What does success actually look like, when nobody is watching, when nobody you respect is in the room, when there is no audience and no applause and no possibility of getting an emoji thumbs-up for it. What does an honest day feel like in your body. What does an honest week feel like. What does a life you are not embarrassed by, on a Sunday evening, alone with your own thoughts, look like.
Most people never get to answer those questions because they never sit still long enough to be asked.
When you do answer them, the answer almost never matches the picture you have been carrying around. It is smaller in some ways and bigger in others. It is quieter. It probably involves fewer people but better ones. It probably involves less money than you assumed but more freedom in how you use the money you do have. It probably involves more boredom, which sounds bad until you realize that boredom is one of the under-rated nutrients of an actual human life.
And once you have something close to that picture, the next move is to be him. Not aspire to be him. Not write him into a journal. Not put him on a vision board. Be him. Today. Even if your circumstances do not match yet. Especially if your circumstances do not match yet.
I am, I am, I am.
Not I wish I were. Not I would like to be. Not someday. I am.
This is where I get stuck, and I will tell you the truth about it because I do not want to be more polished about this than I really am. My brain will not let me commit to “I am” without first knowing how the new version of me is going to feel and what he will do on Tuesday afternoon and how he will pay the bills and how he will respond when the old story tries to come back. My brain wants the whole map before it allows the first step. It wants to test-drive the new identity in private before it agrees to wear it in public.
That is, I think, the universal human bug. The brain treats “being” as an outcome that needs evidence, when in fact “being” is the seed that grows the evidence. It is backwards. We are wired backwards.
The only thing I have found that helps is to act, in some small way, as the man I want to be, before I have any reason to believe I am him. A man who is calm sits down and breathes for a minute when the email lands. A man who is honest writes the awkward sentence in the message instead of the safe one. A man who is creative makes the thing on a Tuesday morning before the doubt has woken up yet. A man who keeps his word answers the text he has been avoiding, with no preamble. None of these acts produce a feeling first. The feeling arrives later, sometimes much later, and it arrives because the action came first. Being is verb-shaped. It is not a state you wait inside. It is a stance you take.
And then, slowly, the having begins to drift toward you. Not because the universe owed you anything. Because the version of you that took those actions is, by definition, in different rooms, having different conversations, making different decisions. The having is downstream. It cannot be otherwise.
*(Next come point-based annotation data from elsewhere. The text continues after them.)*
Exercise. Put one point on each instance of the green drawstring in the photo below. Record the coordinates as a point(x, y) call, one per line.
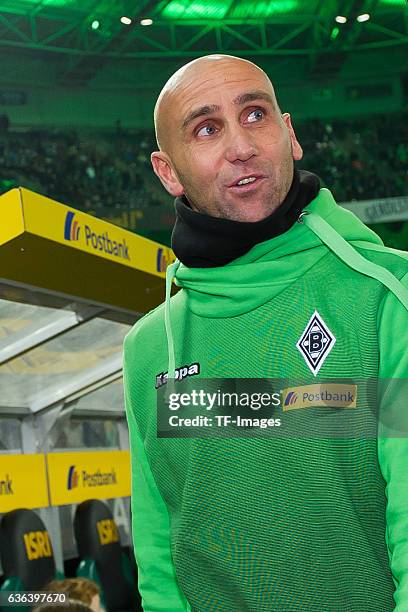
point(351, 257)
point(170, 274)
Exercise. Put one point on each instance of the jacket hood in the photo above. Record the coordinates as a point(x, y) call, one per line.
point(269, 267)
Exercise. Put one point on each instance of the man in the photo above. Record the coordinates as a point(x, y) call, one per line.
point(278, 282)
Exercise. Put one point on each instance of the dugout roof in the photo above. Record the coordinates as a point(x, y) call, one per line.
point(67, 300)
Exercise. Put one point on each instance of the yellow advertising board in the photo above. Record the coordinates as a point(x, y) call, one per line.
point(49, 245)
point(78, 476)
point(78, 230)
point(23, 482)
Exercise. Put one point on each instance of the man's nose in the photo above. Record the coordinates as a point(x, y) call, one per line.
point(240, 145)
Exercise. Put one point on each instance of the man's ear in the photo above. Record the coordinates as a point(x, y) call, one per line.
point(297, 151)
point(164, 170)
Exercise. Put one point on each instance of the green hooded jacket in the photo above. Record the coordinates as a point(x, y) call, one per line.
point(274, 524)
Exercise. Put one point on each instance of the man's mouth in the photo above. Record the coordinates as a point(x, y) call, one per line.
point(246, 182)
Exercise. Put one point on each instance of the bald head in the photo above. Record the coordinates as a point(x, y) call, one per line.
point(217, 124)
point(196, 71)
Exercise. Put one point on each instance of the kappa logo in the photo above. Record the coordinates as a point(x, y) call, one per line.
point(179, 374)
point(315, 343)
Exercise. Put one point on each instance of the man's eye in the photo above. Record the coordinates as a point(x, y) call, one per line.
point(207, 130)
point(256, 115)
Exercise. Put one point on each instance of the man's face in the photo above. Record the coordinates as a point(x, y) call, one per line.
point(223, 126)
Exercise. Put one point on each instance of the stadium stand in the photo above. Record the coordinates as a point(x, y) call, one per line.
point(358, 159)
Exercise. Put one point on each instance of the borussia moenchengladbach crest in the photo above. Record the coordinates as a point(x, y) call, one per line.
point(316, 342)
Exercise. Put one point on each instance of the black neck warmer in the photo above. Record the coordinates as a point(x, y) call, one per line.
point(202, 241)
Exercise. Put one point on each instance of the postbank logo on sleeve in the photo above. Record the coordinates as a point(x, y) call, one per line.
point(107, 532)
point(330, 395)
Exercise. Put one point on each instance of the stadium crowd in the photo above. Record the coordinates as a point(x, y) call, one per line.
point(357, 159)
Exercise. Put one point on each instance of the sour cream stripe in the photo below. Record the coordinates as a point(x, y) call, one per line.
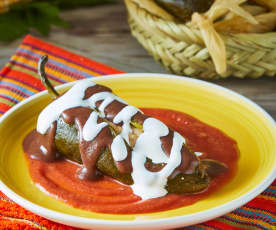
point(147, 184)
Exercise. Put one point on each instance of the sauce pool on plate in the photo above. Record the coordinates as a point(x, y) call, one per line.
point(107, 195)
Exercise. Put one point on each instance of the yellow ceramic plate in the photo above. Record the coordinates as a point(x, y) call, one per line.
point(241, 119)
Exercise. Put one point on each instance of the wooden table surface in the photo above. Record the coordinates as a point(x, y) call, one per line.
point(102, 33)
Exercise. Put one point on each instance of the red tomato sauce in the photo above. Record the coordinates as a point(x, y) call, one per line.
point(108, 196)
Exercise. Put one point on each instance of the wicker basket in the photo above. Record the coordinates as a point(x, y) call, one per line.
point(180, 48)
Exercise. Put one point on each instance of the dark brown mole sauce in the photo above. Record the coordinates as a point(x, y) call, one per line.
point(107, 196)
point(43, 146)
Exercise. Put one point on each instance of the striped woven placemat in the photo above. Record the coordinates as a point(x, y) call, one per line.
point(18, 80)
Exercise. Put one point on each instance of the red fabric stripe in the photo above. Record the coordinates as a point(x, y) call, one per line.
point(217, 224)
point(4, 107)
point(25, 78)
point(260, 203)
point(71, 56)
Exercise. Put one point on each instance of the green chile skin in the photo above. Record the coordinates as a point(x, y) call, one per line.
point(67, 144)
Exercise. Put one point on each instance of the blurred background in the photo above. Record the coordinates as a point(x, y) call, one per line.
point(99, 30)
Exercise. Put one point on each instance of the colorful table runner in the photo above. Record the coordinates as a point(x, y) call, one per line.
point(18, 80)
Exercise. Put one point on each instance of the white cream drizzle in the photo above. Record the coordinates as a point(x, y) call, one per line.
point(118, 149)
point(146, 184)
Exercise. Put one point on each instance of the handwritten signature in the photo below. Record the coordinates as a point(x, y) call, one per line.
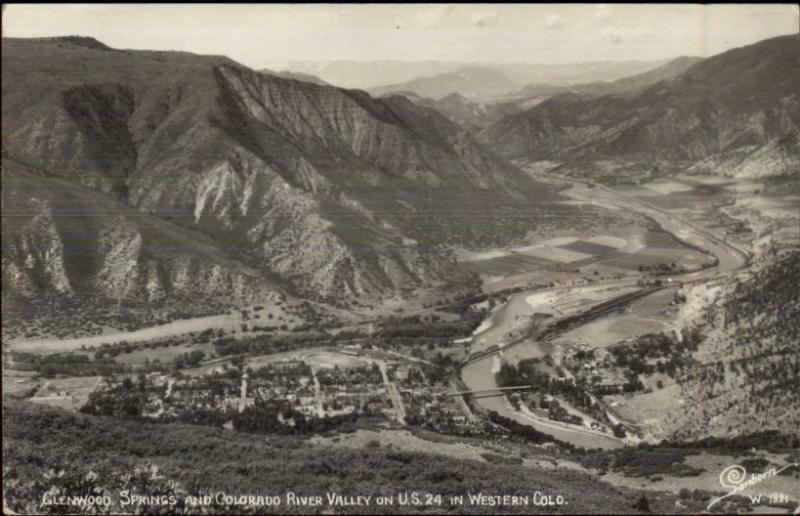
point(734, 479)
I am writing this for me as much as for you. I keep catching myself at the old game. I keep tilting toward “I will respond to myself once I have proof I am worth responding to.” Which is the inverted move, the move that keeps the loop closed. The honest move is to respond to myself first. To answer my own life. To take my own promises seriously even when no one is checking.
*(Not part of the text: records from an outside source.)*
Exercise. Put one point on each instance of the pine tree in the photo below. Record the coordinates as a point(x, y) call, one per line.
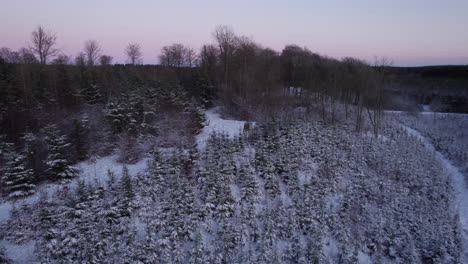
point(92, 94)
point(127, 183)
point(3, 257)
point(58, 166)
point(18, 179)
point(79, 138)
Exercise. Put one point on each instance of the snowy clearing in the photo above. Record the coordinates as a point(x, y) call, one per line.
point(219, 125)
point(459, 186)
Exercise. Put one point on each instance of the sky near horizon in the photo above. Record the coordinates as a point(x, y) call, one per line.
point(407, 32)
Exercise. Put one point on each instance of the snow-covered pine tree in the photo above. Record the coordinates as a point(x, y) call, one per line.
point(18, 178)
point(3, 256)
point(92, 94)
point(79, 138)
point(58, 166)
point(117, 116)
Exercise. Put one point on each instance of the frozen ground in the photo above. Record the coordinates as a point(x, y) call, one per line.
point(459, 186)
point(90, 171)
point(216, 124)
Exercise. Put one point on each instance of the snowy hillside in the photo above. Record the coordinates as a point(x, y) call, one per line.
point(302, 192)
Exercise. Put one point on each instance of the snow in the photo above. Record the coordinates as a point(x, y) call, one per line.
point(91, 170)
point(426, 108)
point(20, 253)
point(219, 125)
point(459, 186)
point(364, 258)
point(97, 169)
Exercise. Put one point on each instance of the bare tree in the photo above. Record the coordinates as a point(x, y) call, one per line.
point(226, 40)
point(105, 59)
point(80, 59)
point(375, 95)
point(92, 52)
point(177, 55)
point(62, 59)
point(43, 43)
point(133, 51)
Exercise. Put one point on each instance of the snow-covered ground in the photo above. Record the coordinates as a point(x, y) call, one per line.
point(90, 171)
point(219, 125)
point(459, 186)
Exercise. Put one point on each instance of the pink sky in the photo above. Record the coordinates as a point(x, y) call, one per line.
point(410, 33)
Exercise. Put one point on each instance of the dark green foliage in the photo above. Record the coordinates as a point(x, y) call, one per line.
point(18, 178)
point(58, 165)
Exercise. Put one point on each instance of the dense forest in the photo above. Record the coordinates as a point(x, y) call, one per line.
point(318, 172)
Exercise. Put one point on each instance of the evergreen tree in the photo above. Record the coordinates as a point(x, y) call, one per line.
point(92, 94)
point(3, 256)
point(79, 138)
point(18, 179)
point(58, 166)
point(127, 187)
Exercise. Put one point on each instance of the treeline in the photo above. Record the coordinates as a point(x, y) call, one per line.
point(98, 107)
point(443, 88)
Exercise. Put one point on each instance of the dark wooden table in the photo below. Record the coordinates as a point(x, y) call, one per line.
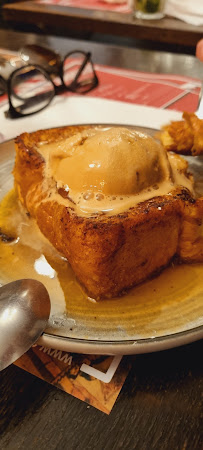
point(160, 405)
point(54, 17)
The cost of doing this is that you have to admit, out loud, that you are responsible. Not in a guilt-shaped way. In an arithmetic-shaped way. The being you decide to inhabit is the one you will eventually have. So choose the one you can stand for, the one you would not be embarrassed to be alone with at two in the morning, the one your future grandkids would actually like.
That is the algebra of it. It is not a trick. It is not a shortcut. It is just the order of operations, and most of us have been running the equation in reverse our whole lives.
You can have only what you are.
I do not know the whole shape of who I am yet. I doubt I ever will. But I can answer to him today, in small ways, without waiting for permission. And I keep noticing that on the days I do, the rooms I walk into feel different, the conversations have a different gravity, and the small having starts to show up at the edges of the day, almost shyly, as if to say yes, this is how it works.